Mirageman começa como uma deliciosa sátira dos filmes de heróis, afinal de contas o passado traumático que motiva Maco é somente um dos elementos que o aproximam dos cânones regentes das narrativas clássicas dos comics. O próprio diretor incorpora o tom satírico ao utilizar enquadramentos próprios do cinema B setentista, o que dá certo charme ao filme, diga-se de passagem. À medida que a história avança, percebemos que a intenção de Espinoza é bem mais do que parodiar. Ele engendra um desenrolar interessante e dinâmico, misturando elementos que casam muito bem dentro de sua proposta estética e narrativa. A eficiência do diretor se mostra também detalhes peculiares, como o de criar um protagonista introspectivo, sem obrigar o ator Marko Zaror a utilizar um recurso dramático que ele visivelmente não tem. Outro ponto curioso fica por conta da personagem Carol Valdivieso, que me lembrou muito Andrea Caracortada, personagem de Victoria Abril no filme Kika, de Pedro Almodóvar. Mesmo que não sejam de fato “parecidas”, a intenção de suas presenças em ambos os filmes é bem semelhante. A crítica ao sensacionalismo da mídia é forte e escancarada na persona de ambas, daí a comparação.

Capaz de alternar um início repleto de passagens engraçadas (ele se vestindo de herói perto de um contêiner de lixo é impagável) com um tom mais sério, que não deixa de estar presente mesmo nestas sequências mais engraçadas, Mirageman é uma gratíssima surpresa vinda do Chile.
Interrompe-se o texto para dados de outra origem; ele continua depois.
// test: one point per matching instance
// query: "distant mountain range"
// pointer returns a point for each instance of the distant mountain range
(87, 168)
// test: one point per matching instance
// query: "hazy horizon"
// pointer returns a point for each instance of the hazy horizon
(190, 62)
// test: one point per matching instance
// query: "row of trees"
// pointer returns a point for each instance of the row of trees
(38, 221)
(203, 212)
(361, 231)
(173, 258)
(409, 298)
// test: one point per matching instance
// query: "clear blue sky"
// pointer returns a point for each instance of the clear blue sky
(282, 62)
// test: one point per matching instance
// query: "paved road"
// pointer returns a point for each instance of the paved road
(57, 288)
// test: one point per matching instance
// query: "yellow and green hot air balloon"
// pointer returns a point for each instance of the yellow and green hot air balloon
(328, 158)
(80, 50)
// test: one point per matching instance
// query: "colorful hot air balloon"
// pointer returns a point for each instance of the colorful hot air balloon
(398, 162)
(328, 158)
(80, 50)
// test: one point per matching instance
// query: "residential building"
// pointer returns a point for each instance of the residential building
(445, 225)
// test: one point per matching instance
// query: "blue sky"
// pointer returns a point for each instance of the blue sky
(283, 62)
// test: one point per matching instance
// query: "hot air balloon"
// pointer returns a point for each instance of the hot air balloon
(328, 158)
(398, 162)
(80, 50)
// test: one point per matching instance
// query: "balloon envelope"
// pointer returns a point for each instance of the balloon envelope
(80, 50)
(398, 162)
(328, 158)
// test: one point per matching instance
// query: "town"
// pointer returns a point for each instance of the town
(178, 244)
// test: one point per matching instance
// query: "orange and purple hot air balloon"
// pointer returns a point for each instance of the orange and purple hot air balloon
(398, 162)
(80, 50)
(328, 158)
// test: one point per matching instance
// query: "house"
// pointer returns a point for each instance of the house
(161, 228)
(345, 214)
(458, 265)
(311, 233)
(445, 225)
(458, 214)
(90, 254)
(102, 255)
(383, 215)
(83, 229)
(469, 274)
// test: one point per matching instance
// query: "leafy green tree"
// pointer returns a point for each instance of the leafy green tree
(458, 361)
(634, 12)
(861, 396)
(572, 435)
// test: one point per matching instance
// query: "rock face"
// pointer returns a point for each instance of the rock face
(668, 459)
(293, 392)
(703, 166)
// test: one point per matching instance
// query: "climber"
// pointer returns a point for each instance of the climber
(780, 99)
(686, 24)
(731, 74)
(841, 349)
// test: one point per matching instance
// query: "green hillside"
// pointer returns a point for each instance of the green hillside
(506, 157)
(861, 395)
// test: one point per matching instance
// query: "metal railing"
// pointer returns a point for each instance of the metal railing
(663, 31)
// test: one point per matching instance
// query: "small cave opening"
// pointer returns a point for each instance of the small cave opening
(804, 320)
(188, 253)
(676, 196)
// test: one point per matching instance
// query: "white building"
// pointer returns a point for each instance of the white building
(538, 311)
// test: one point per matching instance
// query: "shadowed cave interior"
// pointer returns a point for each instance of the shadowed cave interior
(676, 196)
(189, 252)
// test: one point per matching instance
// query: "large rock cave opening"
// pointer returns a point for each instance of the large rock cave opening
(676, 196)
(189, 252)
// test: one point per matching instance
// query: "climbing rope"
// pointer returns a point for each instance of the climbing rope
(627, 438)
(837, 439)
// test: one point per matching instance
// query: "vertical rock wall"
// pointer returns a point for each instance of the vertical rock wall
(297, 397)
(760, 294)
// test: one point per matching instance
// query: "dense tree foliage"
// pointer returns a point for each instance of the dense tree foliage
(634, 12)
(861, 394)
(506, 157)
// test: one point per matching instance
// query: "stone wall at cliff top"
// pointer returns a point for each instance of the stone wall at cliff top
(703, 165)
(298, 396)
A impressão que fica é que se qualquer um de nós tivesse o propósito de ser um herói e lutar pela justiça, nossos percalços seriam bem parecidos com os de Maco. Este é um dos maiores méritos do filme, humanizar o herói, mostrando as dificuldades e os problemas que ele enfrenta, como qualquer pessoa, até mais do que qualquer um. Fosse somente um divertido filme sobre artes marciais, Mirageman já valeria a pena, pois as lutas são muito bem encenadas e coreografadas. Mas ele não é somente isso. É um filme vibrante, que de entretenimento de qualidade se transforma em algo mais. Se formos um pouco mais fundo na interpretação, podemos dizer que Mirageman assume sua latinidade, colocando-se como alternativa, pela simplicidade, baixo orçamento e qualidade de sua narrativa, aos heróis cada vez mais pirotécnicos e vazios do cinema americano. Imperdível.
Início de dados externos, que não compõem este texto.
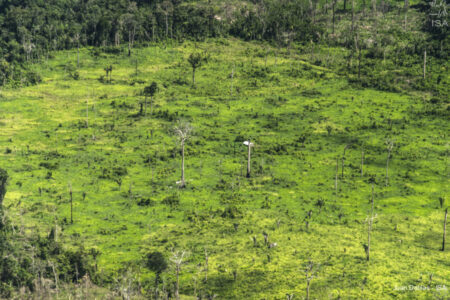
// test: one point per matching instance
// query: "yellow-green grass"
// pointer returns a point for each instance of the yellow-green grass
(46, 123)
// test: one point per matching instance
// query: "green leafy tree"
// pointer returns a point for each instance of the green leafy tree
(157, 263)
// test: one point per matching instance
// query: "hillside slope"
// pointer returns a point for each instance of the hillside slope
(77, 129)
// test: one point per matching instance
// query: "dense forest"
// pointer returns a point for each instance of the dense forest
(293, 149)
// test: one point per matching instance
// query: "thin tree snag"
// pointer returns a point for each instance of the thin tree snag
(424, 64)
(249, 144)
(343, 160)
(336, 177)
(362, 162)
(445, 227)
(389, 146)
(369, 227)
(71, 203)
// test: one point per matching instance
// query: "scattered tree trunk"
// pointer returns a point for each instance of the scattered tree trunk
(362, 162)
(3, 181)
(177, 259)
(309, 272)
(206, 265)
(445, 225)
(87, 113)
(334, 13)
(336, 177)
(343, 160)
(353, 14)
(369, 227)
(183, 131)
(249, 144)
(232, 76)
(71, 203)
(390, 145)
(424, 63)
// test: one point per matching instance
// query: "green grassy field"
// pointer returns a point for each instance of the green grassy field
(301, 117)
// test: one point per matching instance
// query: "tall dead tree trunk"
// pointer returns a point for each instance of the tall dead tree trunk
(71, 203)
(424, 63)
(183, 183)
(369, 227)
(232, 77)
(206, 265)
(390, 145)
(334, 13)
(353, 15)
(249, 145)
(343, 160)
(362, 162)
(336, 177)
(445, 225)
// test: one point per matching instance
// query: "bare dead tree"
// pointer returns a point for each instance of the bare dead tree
(309, 274)
(71, 203)
(183, 131)
(336, 177)
(353, 14)
(362, 162)
(334, 12)
(232, 77)
(369, 227)
(76, 39)
(424, 63)
(166, 8)
(206, 265)
(177, 259)
(343, 159)
(445, 226)
(389, 146)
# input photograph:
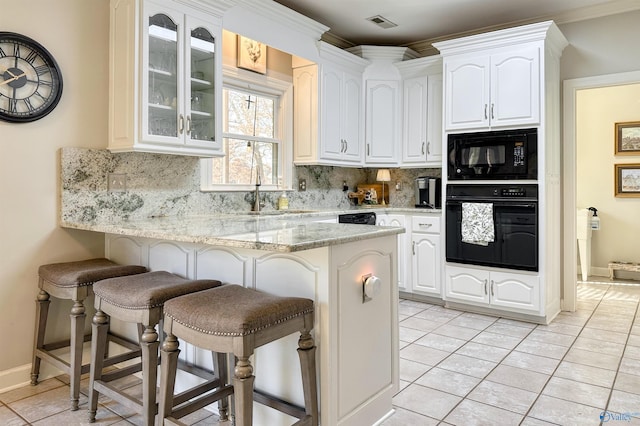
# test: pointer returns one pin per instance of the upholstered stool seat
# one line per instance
(136, 299)
(72, 281)
(236, 320)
quinta-feira, 29 de outubro de 2009

Fraco, de propósito?

Assisti Arraste-me para o Inferno, retorno do diretor Sam Raimi ao terrir, o sub-gênero dos filmes de terror que fez dele objeto de culto nos idos anos oitenta. Não gostei muito. Confesso que até me diverti um pouco com toda aquela auto-referência que o diretor faz do cinema que o catapultou, mas achei o filme tão enrolado e mal interpretado, que não me disse muita coisa. Gostei de algumas cenas, mas fiquei com a sensação de que se o filme tivesse 40 minutos, seria menos vazio, pois aí não ficaria chafurdando numa mesma ideia quase duas horas, enrolando o espectador. É claro que contribuiu para este sentimento de frustração o fato de eu não ser muito ligado a este modelo de filmes, esta mistureba que me parece mais uma brincadeira, um exercício, do que bom cinema. Mas esta é uma posição pessoal. Num dado momento, pensei até que estava sendo meio ranzinza com o longa-metragem, afinal de contas é uma incursão por um cinema de gênero, e como tal obedece certos cânones. Depois de refletir, concluí que mesmo sendo intencionais sua superficialidade, seus erros óbvios de continuidade e sua previsibilidade, não preciso ser indulgente com Arraste-me para o Inferno. O que eu defendo é que quando um diretor reconhecido por seu talento resolve fazer um filme-homenagem, e ele não utiliza os clichês de determinado gênero para criar algo estimulante, ou que seja engenhoso como diversão, sendo assim uma simples colagem de signos moldados precariamente, o fato de ele ter consciência desta tosquisse e provocá-la, como exercício nostálgico de cinema, não deixa o filme menos insosso e ineficaz.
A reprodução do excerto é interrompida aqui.